One of the biggest questions out there in the weight training community, especially in the beginners circle, is this: “Should I take supplements?” Well that’s a good question that is not easily answered. Many factors go into the decision on if an individual should take supplements or not, but let’s look at some facts.
What are Supplements?
Supplements are anything used to increase output, gain, or efficiency of a training program. Whether it be protein, mass gainer, creatine, fat burners, you name it, they’re all supplements of some kind. However, several key factors go into the decision of choosing to use supplements or not in your daily routine.

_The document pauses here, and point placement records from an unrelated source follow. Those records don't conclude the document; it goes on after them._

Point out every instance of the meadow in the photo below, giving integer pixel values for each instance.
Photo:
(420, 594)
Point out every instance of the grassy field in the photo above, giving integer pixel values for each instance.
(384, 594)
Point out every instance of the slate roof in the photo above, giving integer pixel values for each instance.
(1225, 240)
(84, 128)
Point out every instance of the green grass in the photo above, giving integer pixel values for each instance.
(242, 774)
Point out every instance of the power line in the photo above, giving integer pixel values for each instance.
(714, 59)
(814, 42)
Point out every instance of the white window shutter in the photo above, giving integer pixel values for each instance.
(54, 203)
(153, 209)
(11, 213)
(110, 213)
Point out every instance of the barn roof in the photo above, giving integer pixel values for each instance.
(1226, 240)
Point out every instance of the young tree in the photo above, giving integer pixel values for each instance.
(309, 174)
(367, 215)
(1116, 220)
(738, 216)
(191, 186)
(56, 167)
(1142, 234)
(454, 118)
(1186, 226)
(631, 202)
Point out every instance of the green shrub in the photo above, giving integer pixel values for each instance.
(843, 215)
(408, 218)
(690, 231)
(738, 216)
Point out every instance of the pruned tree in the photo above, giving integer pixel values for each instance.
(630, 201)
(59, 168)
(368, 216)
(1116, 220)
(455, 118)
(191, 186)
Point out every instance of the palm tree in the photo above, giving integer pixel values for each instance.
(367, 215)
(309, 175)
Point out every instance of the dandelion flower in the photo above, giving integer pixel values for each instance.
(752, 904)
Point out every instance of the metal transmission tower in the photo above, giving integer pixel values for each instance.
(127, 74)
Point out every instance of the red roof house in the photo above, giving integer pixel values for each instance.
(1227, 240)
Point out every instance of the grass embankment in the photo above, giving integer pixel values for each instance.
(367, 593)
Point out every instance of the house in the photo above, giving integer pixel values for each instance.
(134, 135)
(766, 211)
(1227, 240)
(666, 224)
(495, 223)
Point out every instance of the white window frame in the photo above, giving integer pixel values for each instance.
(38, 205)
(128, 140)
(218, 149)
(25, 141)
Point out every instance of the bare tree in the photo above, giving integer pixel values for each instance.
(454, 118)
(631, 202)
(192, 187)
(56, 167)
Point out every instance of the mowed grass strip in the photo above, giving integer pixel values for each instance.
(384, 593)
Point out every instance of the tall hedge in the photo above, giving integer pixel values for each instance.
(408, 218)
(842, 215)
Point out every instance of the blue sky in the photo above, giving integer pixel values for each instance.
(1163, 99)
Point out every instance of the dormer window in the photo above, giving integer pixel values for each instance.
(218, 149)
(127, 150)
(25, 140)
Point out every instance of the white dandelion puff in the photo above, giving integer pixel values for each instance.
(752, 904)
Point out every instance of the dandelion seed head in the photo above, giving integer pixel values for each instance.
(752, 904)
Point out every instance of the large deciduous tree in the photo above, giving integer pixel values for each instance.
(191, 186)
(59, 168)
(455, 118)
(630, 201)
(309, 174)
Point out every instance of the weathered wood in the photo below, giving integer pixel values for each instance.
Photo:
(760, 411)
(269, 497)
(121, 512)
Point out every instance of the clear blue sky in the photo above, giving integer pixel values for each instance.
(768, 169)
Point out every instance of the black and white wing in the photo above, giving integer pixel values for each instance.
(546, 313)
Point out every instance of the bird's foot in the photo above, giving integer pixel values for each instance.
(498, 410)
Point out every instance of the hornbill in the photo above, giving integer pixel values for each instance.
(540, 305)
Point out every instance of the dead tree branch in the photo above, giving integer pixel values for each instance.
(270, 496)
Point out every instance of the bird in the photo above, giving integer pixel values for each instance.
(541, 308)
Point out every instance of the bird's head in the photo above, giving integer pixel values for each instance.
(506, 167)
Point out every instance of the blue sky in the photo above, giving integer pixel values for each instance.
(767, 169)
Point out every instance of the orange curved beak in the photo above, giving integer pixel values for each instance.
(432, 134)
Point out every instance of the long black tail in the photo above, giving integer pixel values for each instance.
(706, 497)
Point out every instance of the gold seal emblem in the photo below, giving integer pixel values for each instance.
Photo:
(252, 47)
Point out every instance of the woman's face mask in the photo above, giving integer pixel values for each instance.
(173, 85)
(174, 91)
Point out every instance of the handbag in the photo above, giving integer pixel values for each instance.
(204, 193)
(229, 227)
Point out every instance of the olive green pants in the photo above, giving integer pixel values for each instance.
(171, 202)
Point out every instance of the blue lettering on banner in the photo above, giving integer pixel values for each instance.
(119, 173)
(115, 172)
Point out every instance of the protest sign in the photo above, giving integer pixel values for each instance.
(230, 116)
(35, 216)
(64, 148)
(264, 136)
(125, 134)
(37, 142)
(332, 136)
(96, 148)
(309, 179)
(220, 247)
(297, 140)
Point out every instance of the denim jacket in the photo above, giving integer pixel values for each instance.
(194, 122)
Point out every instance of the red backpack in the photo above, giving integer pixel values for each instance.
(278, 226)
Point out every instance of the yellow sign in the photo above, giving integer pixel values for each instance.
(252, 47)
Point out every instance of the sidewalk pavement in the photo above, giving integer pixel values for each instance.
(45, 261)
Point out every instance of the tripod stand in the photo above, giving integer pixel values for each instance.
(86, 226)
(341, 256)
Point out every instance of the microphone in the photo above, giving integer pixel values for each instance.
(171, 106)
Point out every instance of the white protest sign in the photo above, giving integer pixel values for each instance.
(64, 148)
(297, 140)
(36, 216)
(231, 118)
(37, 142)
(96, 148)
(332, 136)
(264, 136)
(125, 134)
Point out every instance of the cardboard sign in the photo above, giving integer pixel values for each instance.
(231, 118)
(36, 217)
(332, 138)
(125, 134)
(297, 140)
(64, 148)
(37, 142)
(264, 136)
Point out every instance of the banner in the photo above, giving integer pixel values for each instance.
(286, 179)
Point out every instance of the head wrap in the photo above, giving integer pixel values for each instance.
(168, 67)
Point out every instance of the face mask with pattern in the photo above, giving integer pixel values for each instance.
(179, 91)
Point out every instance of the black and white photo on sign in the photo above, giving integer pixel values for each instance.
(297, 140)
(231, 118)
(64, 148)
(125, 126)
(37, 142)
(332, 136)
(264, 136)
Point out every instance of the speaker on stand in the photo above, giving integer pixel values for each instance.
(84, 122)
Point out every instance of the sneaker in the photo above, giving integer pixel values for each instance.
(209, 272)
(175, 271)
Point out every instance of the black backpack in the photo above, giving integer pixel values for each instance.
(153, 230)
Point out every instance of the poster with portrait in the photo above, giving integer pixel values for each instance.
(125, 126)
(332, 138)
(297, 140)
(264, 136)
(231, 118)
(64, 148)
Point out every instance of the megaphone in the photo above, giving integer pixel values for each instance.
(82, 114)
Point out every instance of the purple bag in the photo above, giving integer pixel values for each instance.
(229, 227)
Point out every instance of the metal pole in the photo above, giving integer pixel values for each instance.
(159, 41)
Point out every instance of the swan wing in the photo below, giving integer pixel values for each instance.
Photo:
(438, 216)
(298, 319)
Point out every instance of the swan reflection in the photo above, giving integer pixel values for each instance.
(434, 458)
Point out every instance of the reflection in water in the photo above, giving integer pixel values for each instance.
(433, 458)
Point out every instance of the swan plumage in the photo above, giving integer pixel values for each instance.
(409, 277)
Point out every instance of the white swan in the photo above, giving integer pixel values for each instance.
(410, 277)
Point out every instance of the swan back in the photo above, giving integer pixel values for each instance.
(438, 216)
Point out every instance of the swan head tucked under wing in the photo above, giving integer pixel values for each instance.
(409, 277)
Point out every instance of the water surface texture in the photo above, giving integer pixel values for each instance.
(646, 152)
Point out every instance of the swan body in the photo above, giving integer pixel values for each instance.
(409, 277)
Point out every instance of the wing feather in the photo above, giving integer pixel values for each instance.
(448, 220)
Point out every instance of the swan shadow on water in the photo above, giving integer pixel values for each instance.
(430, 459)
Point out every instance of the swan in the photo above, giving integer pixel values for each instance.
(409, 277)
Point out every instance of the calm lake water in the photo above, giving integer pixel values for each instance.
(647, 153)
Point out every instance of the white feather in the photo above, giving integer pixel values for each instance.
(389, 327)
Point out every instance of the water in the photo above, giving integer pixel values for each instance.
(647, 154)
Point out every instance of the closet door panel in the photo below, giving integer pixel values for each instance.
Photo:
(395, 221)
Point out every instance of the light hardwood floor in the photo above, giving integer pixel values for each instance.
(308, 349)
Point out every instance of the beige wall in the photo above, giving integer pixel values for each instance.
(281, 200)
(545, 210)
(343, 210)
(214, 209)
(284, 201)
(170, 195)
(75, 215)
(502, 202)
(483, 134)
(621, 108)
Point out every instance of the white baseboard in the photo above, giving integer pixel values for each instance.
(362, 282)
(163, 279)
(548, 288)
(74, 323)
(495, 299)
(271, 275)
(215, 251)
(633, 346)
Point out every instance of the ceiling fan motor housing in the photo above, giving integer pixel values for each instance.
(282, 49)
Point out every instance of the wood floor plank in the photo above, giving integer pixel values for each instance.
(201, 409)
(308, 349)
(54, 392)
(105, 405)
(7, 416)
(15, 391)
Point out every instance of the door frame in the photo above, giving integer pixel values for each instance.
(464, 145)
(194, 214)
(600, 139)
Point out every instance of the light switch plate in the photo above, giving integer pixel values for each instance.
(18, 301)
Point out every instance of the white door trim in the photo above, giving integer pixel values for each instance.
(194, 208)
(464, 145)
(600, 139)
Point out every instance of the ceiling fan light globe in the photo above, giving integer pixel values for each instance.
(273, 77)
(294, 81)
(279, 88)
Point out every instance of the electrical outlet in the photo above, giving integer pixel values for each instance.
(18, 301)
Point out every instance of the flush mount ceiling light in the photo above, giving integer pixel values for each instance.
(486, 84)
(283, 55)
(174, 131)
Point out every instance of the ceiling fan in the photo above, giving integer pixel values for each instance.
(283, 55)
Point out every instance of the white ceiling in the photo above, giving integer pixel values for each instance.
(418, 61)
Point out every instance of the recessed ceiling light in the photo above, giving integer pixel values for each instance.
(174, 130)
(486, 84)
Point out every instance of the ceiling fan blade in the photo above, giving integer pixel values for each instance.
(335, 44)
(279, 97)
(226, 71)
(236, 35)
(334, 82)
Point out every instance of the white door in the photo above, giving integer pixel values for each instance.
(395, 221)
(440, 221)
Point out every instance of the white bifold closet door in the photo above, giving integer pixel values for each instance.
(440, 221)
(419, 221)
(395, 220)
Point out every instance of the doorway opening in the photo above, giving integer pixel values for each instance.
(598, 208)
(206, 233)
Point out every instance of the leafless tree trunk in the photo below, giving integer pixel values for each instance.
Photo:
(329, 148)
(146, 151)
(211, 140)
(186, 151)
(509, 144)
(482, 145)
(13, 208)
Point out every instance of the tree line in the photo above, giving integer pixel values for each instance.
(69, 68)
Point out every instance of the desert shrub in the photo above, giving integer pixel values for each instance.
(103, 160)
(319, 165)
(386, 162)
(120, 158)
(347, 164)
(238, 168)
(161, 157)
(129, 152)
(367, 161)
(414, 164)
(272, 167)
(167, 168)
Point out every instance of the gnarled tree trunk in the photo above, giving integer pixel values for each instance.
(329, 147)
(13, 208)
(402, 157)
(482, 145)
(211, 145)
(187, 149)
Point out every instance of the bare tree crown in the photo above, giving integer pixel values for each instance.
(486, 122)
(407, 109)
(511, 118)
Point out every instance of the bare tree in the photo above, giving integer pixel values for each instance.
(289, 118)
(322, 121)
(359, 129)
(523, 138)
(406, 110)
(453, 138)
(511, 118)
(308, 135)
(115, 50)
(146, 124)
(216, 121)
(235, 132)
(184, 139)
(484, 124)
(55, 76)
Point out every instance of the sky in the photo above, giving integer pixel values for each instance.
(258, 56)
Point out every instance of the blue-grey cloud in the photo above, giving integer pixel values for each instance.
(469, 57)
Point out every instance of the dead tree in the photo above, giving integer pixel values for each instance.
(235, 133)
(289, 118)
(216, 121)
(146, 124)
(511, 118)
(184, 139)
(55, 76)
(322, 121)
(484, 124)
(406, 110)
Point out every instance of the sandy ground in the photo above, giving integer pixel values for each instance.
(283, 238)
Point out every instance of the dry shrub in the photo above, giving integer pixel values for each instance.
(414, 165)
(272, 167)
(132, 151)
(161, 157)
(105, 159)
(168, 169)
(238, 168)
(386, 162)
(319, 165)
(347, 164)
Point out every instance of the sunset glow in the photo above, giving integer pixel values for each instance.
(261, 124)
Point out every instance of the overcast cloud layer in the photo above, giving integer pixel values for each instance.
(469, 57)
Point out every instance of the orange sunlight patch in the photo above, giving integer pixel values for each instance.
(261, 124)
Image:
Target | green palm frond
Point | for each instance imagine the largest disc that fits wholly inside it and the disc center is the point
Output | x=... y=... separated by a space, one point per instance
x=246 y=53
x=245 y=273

Such factors include:
- Workout Plan/Goal
- Amount of Food Intake
- Time Restraints Throughout the Day
- Financial Accessibility
The fact is simple; supplements can greatly increase the potential of gains and output of any workout program. A great benefit of using weightlifting supplements is that it makes essential nutrients accessible to any athlete. For the busy lifter who doesn’t have the time available to eat the right foods or take in the proper rest, supplements provide a great way to help increase benefits of training.
Supplements can also increase the intensity in which an individual trains. For example, if you’re consistently tired before each workout, and can’t keep up a good pace during your training, perhaps taking a pre-workout would benefit your gains and training. If your metabolism is consistently burning away at your calories and not allowing your body enough energy to form muscle mass, perhaps taking some mass gainer could be an option. The fact is, with the availability of substances today, any need has the possibility of being fulfilled.
Although supplements can provide a lot of benefit in a workout program, they can also harm if not consumed responsibly. Overusing weightlifting supplements, or using the wrong type of supplement, can cause anything from stomach pain to organ damage. Included with those aspects are other weird side effects, such as: insomnia, headaches, skin irritation, diarrhea, and more.
However, cons like these are not necessarily meant to discourage anyone from consuming supplements. If used correctly, pros can definitely outweigh the cons. Always remember, if you ever have a question about which supplements are safe to use, as both a trainer AND a doctor (mainly the doctor).
So What Does This Mean?
The number one thing to keep in mind is this: supplements are meant to supplement your workout plan. Read that last sentence again. Supplements are meant to SUPPLEMENT your workout plan. Whether a person is just starting their lifting career or are a seasoned veteran, supplements or other weightlifting vitamins should not be the main ingredient to success.
The best way to reach success is to work hard, be consistent in your training, and have a healthy diet that will boost your program. Whether you choose to use supplements or not, always use hard work as a way to achieve your goals.